2026-05-27 01:14 UTCIn-site rewrite2 min readUpdated: 2026-06-30 13:03 UTC

DeepSeek Researcher Develops Automated Research Skill: Writing a Paper with Only 2 Hours of Human Brain Time

DeepSeek researcher Chen Deli used his self-developed DeliAutoResearch skill, collaborating with DeepSeek-V4-Pro and GPT-Image2, to complete a 46-page paper in just 6 days. The paper introduces an L1-L5 autonomy classification for research agents, analyzes four architectural patterns and 17 mainstream systems, and identifies six open problems. Chen Deli says only about 2 hours of human 'CPU time' were needed, with the rest handled by AI agents.

Source量子位Author: 梦晨

DeepSeek researcher Chen Deli has demonstrated a striking example of AI-driven research automation. Using his self-developed DeliAutoResearch skill, Chen collaborated with DeepSeek-V4-Pro for research and writing, and GPT-Image2 for generating figures, to produce a 46-page survey paper in just six days. The paper underwent six iterations (V1: four times, V2: once, V3: once), totaling approximately 108 agent calls, consuming 648,000 tokens, and generating 2,234 lines of LaTeX code. All 103 references were verified, and the paper includes seven figures and four tables.

Chen Deli claims that only about 1% of the paper was directly written by him, with the remaining 99% generated by AI agents. The human effort, he notes, amounted to less than two hours of "CPU time" for his brain, whereas similar work would have previously required at least a month. The paper itself addresses the chaotic landscape of autonomous research agents by introducing a clear L1–L5 autonomy classification system, inspired by the SAE levels for autonomous driving.

The classification ranges from L1 (basic autocomplete, like early GitHub Copilot) to L5 (fully autonomous agenda-setting, still unrealized). According to the paper, the current frontier is at L4, where agents can execute multi-step experiments and write papers within a restricted domain, but cannot independently choose research questions. The paper argues that the true bottlenecks are not model capabilities but "continuous knowledge accumulation" and "reliable self-assessment."
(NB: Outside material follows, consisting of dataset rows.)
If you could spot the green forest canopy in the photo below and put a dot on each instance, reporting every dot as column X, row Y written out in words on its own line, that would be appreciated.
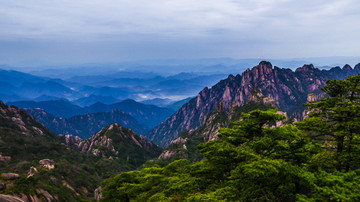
column 316, row 160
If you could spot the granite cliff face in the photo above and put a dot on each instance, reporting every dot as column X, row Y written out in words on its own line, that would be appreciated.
column 117, row 142
column 185, row 146
column 288, row 88
column 37, row 165
column 86, row 125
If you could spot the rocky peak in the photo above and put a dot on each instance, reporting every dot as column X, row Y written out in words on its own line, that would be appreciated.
column 306, row 68
column 347, row 68
column 258, row 97
column 357, row 67
column 311, row 98
column 118, row 142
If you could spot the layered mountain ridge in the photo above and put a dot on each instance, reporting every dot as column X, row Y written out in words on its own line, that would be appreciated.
column 288, row 88
column 88, row 124
column 37, row 165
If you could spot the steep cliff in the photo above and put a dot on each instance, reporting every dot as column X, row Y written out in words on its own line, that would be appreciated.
column 185, row 146
column 119, row 143
column 86, row 125
column 288, row 88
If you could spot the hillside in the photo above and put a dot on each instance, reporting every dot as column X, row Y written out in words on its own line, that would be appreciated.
column 147, row 115
column 86, row 125
column 37, row 165
column 186, row 145
column 288, row 88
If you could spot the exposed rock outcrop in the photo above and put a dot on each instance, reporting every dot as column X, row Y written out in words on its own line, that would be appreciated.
column 209, row 130
column 115, row 141
column 287, row 88
column 10, row 176
column 47, row 163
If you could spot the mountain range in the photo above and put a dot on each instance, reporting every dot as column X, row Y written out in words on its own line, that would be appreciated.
column 38, row 165
column 147, row 115
column 287, row 87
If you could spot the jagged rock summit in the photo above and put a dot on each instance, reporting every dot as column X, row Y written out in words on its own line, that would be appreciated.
column 287, row 88
column 117, row 142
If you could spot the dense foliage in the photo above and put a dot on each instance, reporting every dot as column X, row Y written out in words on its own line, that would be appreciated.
column 316, row 160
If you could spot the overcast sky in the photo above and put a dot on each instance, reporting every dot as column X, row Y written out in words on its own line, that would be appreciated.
column 79, row 31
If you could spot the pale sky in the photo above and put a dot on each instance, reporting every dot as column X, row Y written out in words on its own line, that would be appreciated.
column 80, row 31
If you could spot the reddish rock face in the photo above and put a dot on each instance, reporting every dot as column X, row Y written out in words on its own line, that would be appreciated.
column 288, row 88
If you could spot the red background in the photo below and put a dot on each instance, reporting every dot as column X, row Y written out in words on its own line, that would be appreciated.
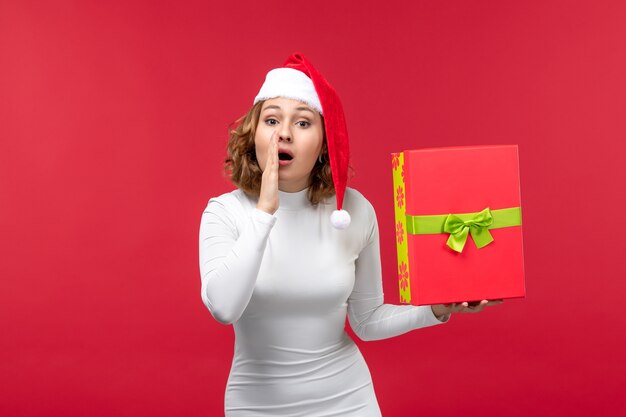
column 113, row 121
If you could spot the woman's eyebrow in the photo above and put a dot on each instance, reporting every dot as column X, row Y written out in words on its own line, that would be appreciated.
column 304, row 108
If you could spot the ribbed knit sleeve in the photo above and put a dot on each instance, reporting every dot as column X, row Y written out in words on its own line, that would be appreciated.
column 229, row 259
column 369, row 317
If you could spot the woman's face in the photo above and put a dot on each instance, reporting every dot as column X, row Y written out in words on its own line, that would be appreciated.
column 300, row 139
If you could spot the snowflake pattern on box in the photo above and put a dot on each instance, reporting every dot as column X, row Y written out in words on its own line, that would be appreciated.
column 404, row 282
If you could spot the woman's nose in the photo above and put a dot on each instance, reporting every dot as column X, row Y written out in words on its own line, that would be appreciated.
column 284, row 134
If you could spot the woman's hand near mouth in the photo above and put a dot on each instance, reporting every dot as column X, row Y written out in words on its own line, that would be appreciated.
column 268, row 196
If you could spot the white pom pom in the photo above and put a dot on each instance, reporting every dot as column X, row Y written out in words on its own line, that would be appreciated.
column 340, row 219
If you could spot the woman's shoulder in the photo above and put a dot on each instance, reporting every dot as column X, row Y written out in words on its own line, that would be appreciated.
column 360, row 209
column 354, row 199
column 235, row 202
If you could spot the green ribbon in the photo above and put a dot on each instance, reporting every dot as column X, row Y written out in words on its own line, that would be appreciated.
column 459, row 226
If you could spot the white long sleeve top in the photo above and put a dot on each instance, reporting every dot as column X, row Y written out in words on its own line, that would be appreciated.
column 286, row 282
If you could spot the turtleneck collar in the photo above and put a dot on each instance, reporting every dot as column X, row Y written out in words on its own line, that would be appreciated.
column 294, row 201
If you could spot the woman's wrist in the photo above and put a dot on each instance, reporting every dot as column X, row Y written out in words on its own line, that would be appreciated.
column 439, row 311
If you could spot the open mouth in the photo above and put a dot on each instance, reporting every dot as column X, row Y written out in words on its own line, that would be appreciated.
column 284, row 156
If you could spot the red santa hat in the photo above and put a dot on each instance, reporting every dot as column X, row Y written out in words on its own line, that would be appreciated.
column 299, row 80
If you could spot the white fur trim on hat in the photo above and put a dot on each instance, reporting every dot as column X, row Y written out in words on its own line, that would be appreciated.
column 289, row 83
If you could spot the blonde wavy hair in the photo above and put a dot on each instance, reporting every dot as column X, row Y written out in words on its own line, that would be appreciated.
column 242, row 167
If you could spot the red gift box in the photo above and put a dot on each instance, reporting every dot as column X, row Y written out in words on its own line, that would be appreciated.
column 458, row 224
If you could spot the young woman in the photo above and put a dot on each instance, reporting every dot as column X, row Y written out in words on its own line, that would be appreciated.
column 285, row 268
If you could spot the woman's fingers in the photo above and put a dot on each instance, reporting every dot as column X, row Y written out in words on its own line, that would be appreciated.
column 268, row 196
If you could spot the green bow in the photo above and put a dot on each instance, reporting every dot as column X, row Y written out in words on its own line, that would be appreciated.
column 476, row 225
column 461, row 224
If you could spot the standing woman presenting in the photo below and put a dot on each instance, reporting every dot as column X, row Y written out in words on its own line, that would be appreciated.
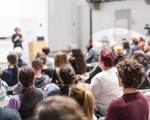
column 17, row 38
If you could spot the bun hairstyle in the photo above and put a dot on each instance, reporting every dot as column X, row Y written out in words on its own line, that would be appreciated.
column 12, row 58
column 26, row 77
column 82, row 94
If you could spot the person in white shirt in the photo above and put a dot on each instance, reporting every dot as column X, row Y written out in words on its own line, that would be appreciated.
column 104, row 85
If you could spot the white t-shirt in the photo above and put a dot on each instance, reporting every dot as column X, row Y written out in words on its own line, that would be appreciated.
column 105, row 88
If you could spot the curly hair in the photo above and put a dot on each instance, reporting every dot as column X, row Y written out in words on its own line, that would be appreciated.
column 79, row 61
column 131, row 73
column 141, row 57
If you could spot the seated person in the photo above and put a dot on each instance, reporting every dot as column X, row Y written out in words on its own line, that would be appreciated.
column 67, row 77
column 133, row 105
column 48, row 70
column 104, row 85
column 49, row 61
column 59, row 108
column 94, row 53
column 10, row 75
column 25, row 102
column 82, row 94
column 118, row 50
column 21, row 63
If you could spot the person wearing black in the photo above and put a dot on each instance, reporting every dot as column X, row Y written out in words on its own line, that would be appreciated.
column 17, row 38
column 67, row 78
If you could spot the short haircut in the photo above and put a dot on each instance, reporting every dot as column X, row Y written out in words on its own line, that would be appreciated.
column 108, row 58
column 18, row 51
column 46, row 50
column 131, row 72
column 67, row 74
column 42, row 56
column 37, row 64
column 59, row 108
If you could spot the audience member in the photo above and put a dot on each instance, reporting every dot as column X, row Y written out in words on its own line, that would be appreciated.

In addition to the autonomy levels, the paper identifies four major architectural patterns for research agents: single-agent loop (e.g., ReAct, Reflexion), multi-agent collaboration (e.g., CAMEL, AutoGen), hierarchical scheduling (e.g., Claude Code, Devin), and tool-enhanced execution (e.g., SWE-Agent). Each pattern has its strengths and is suited to different tasks. The paper then evaluates 17 existing autonomous research systems using a six-dimensional feature matrix, revealing that the field has evolved from early fragile prototypes to L4 specialized systems, with code agents being the most mature.

Finally, the paper outlines six open problems: cognitive loop traps, context limitations, innovation assessment, reproducibility, safety and ethics, and cost issues. Chen Deli also shares a personal note: thanks to AI agents, he has been able to resume blogging and other creative work that he had put aside due to burnout. He emphasizes that the human role is shifting from executor to initiator.